La fermeture partielle en cours du gouvernement intensifie la pression sur le transport aérien aux États-Unis, un haut responsable de la Transportation Security Administration (TSA) avertissant que les petits aéroports pourraient être contraints de fermer si la situation persiste. Le problème central ? Absentéisme massif parmi les agents de la TSA travaillant sans salaire depuis le 14 février, en raison d’une impasse au Congrès sur le financement des mesures d’immigration pour le ministère de la Sécurité intérieure.

Augmentation de l’absentéisme et des contraintes opérationnelles

La TSA fonctionne actuellement avec environ 50 000 agents travaillant gratuitement. Les taux d’absentéisme ont grimpé en flèche, atteignant plus de 30 % dans les principaux hubs comme Kennedy (New York) et Hartsfield-Jackson Atlanta (l’aéroport le plus fréquenté du monde).

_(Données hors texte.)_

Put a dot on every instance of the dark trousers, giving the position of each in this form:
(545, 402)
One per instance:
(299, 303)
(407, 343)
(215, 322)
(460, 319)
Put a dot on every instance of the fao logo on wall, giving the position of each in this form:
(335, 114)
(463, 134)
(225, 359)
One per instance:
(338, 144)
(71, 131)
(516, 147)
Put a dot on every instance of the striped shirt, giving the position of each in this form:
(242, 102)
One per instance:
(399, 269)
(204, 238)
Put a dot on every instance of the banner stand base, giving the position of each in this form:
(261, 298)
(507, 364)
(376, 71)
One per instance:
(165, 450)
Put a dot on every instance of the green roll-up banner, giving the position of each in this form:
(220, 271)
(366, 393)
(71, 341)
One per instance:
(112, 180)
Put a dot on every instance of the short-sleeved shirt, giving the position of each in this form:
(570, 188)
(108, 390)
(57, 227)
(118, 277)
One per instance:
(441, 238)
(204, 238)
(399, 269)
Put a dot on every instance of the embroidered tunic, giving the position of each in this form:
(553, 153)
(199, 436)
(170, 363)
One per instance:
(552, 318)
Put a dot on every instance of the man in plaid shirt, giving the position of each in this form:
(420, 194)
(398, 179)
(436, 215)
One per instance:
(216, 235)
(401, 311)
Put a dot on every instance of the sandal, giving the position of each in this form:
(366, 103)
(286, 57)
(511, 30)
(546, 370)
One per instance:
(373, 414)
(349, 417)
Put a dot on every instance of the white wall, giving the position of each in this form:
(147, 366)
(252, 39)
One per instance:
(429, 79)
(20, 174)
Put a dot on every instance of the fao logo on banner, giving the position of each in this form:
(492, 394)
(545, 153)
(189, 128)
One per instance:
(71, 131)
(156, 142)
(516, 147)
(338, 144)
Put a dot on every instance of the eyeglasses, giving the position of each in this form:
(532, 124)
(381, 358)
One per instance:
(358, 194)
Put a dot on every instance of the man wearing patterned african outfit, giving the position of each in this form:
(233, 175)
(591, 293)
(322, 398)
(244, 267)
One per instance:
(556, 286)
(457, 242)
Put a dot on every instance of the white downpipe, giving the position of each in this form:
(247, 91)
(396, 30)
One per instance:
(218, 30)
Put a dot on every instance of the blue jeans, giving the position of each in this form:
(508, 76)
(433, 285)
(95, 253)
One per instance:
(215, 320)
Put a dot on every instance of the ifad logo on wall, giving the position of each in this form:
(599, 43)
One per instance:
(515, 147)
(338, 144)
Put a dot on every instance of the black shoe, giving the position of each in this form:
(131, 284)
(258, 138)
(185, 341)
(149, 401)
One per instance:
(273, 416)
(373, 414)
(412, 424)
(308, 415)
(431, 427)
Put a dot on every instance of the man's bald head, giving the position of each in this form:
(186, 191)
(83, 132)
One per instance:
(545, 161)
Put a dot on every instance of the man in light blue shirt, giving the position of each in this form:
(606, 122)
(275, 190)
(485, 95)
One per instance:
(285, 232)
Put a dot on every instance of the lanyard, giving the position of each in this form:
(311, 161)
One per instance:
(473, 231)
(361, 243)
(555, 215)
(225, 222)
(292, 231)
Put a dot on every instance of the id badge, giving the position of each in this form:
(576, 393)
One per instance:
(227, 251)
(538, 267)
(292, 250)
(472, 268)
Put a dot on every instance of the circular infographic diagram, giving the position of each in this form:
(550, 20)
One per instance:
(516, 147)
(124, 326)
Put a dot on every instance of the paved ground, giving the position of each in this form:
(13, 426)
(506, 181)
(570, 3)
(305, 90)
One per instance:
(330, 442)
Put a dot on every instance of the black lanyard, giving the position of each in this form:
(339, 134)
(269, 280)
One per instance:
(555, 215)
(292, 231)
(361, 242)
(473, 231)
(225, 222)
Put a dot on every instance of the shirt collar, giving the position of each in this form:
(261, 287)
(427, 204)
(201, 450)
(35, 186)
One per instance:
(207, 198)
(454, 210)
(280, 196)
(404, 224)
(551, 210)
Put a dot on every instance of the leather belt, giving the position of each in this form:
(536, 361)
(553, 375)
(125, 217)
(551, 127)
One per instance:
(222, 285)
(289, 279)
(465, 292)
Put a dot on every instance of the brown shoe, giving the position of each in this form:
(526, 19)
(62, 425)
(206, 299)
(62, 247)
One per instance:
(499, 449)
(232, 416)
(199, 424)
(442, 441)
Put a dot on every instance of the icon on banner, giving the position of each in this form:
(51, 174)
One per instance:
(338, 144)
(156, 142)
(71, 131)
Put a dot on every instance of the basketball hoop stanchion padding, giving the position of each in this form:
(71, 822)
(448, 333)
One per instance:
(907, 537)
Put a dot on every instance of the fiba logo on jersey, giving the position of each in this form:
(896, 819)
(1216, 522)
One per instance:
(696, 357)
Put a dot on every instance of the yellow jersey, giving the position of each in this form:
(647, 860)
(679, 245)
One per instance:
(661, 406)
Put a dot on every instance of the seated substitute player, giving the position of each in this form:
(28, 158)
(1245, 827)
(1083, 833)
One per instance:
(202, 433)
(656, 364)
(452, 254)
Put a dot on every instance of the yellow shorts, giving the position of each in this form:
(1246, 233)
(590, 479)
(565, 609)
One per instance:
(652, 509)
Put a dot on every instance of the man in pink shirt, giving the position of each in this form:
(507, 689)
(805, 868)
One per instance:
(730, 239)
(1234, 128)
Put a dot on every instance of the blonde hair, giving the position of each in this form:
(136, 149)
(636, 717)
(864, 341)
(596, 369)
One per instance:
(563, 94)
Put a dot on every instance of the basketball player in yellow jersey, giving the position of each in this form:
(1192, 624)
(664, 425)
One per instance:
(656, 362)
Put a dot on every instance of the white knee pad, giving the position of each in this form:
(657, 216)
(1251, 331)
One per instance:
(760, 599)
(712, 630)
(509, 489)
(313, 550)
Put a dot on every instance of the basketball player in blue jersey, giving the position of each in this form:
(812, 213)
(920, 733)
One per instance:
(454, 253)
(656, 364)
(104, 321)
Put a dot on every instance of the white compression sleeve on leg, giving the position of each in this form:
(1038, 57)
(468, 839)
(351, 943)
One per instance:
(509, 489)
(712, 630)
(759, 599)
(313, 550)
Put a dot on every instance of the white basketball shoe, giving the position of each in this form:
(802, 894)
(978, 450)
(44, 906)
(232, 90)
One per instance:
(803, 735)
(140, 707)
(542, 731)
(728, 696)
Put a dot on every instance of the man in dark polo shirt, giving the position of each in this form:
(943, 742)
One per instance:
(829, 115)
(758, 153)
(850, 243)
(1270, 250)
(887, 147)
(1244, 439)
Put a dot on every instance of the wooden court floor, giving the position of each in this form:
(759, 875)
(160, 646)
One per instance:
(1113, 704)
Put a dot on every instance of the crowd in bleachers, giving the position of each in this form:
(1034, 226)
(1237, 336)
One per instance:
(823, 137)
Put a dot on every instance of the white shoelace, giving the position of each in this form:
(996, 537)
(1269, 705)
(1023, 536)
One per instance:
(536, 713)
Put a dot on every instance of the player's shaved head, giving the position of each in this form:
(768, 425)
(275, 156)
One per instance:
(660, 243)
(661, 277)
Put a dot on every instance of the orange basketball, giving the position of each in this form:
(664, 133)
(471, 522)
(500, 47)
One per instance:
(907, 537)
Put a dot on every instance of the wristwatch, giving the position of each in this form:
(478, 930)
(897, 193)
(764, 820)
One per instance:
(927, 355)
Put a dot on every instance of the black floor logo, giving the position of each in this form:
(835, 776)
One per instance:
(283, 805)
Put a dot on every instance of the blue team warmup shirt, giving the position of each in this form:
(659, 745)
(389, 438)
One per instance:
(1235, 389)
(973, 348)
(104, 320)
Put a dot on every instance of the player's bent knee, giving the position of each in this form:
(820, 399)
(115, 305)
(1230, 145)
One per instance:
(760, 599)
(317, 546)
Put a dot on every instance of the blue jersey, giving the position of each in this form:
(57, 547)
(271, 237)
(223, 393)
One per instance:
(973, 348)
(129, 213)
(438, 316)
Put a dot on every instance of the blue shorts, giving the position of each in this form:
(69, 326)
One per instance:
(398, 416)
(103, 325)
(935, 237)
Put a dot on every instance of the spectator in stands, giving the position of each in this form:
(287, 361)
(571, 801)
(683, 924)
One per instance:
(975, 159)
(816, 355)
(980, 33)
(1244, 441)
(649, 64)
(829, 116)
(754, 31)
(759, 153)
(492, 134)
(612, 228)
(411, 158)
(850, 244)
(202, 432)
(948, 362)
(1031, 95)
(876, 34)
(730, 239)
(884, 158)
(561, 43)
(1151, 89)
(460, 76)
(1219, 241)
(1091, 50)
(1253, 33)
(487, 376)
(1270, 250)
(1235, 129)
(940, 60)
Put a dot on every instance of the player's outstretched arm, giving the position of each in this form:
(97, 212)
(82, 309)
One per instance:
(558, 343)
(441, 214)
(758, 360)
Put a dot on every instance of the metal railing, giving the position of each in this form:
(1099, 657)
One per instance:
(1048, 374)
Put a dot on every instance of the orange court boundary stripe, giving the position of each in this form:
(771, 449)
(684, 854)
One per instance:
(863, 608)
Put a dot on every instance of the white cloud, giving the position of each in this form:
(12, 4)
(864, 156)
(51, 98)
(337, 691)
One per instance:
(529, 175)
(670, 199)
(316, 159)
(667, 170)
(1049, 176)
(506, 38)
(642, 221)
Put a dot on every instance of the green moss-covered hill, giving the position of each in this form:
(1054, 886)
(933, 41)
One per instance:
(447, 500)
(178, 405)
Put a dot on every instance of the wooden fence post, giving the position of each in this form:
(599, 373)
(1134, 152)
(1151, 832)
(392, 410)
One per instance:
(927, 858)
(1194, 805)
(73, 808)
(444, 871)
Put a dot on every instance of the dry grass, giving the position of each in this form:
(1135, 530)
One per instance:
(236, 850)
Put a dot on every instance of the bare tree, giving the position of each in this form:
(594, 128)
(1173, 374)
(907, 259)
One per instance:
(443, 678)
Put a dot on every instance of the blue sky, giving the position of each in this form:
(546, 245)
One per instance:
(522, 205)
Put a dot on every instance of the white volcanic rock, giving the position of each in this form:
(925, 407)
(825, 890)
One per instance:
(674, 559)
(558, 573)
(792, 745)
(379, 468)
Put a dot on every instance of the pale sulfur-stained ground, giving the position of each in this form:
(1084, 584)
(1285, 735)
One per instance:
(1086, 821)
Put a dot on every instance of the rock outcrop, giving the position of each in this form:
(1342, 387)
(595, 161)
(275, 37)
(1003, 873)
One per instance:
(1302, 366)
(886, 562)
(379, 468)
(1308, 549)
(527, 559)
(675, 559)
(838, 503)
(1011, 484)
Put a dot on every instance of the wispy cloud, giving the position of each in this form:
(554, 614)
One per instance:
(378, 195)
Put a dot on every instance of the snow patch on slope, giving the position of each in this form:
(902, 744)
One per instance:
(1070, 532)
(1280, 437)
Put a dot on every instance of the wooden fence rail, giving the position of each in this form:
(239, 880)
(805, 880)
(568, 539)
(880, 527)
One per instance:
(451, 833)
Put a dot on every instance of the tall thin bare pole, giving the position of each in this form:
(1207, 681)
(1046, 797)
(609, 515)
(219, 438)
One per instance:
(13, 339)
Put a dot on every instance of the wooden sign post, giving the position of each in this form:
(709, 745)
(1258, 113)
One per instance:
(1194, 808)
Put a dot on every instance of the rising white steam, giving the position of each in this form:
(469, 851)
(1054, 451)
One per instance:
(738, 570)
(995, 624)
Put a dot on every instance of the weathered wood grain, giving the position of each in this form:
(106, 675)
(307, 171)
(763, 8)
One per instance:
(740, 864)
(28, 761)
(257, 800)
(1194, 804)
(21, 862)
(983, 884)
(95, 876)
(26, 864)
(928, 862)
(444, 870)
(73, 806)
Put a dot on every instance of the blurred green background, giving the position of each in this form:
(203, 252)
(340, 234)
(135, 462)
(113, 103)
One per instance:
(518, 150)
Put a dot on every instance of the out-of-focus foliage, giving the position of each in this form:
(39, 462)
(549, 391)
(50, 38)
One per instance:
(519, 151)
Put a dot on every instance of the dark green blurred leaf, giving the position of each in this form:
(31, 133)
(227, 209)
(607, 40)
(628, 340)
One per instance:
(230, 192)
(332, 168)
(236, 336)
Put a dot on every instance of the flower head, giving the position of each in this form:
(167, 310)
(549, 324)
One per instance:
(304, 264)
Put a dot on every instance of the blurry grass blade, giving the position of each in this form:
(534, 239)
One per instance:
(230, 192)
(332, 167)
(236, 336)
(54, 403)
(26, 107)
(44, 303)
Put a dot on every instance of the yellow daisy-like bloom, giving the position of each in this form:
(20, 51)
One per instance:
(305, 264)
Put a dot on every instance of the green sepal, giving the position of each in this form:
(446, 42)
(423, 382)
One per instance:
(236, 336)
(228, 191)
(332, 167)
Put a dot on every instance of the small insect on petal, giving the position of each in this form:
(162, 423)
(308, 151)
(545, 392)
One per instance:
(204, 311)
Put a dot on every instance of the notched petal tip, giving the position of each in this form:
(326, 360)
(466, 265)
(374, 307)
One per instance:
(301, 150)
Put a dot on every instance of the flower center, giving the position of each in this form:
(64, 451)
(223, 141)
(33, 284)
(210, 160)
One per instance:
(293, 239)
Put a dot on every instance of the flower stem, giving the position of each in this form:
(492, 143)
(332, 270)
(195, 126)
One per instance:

L’aéroport William P. Hobby de Houston a connu l’impact le plus extrême le week-end dernier, avec 55 % des agents absents.

Il ne s’agit pas seulement d’inconvénients. Les agents prendraient un deuxième emploi pour payer leurs factures, se rendant parfois malades pour ce faire, et plus de 366 d’entre eux auraient déjà démissionné depuis le début de la fermeture. Le résultat ? Files de sécurité plus longues : les passagers sont déjà confrontés à des retards et la situation devrait s’aggraver.

La menace de fermeture d’aéroports

Selon l’administrateur adjoint par intérim Adam Stahl, la TSA pourrait devoir « fermer littéralement les aéroports » – en particulier les plus petits – si l’absentéisme continue d’augmenter. L’agence décidera des fermetures « au cas par cas », ce qui signifie qu’il n’existe pas de liste immédiate, mais la menace est réelle. Les aéroports fermeront si trop peu d’agents se présentent au travail pour assurer l’intégralité du personnel aux points de contrôle.

« Cela va empirer avant de s’améliorer », a prévenu Stahl dans une interview à Fox News, prédisant des temps d’attente de trois à quatre heures.

La fermeture n’est pas seulement une question d’inconvénients ; c’est une pression directe sur l’infrastructure nationale. La capacité de la TSA à maintenir les normes de sécurité s’affaiblit, et les implications à long terme sur la sécurité des voyages et les perturbations économiques sont importantes.

Le problème central est insoutenable. Les travailleurs non rémunérés ne peuvent pas maintenir la sécurité de manière fiable, et sans solution, le système tout entier risque de s’effondrer. L’impasse actuelle n’est pas seulement politique ; c’est une crise logistique avec des conséquences concrètes pour des millions de voyageurs et l’industrie aéronautique.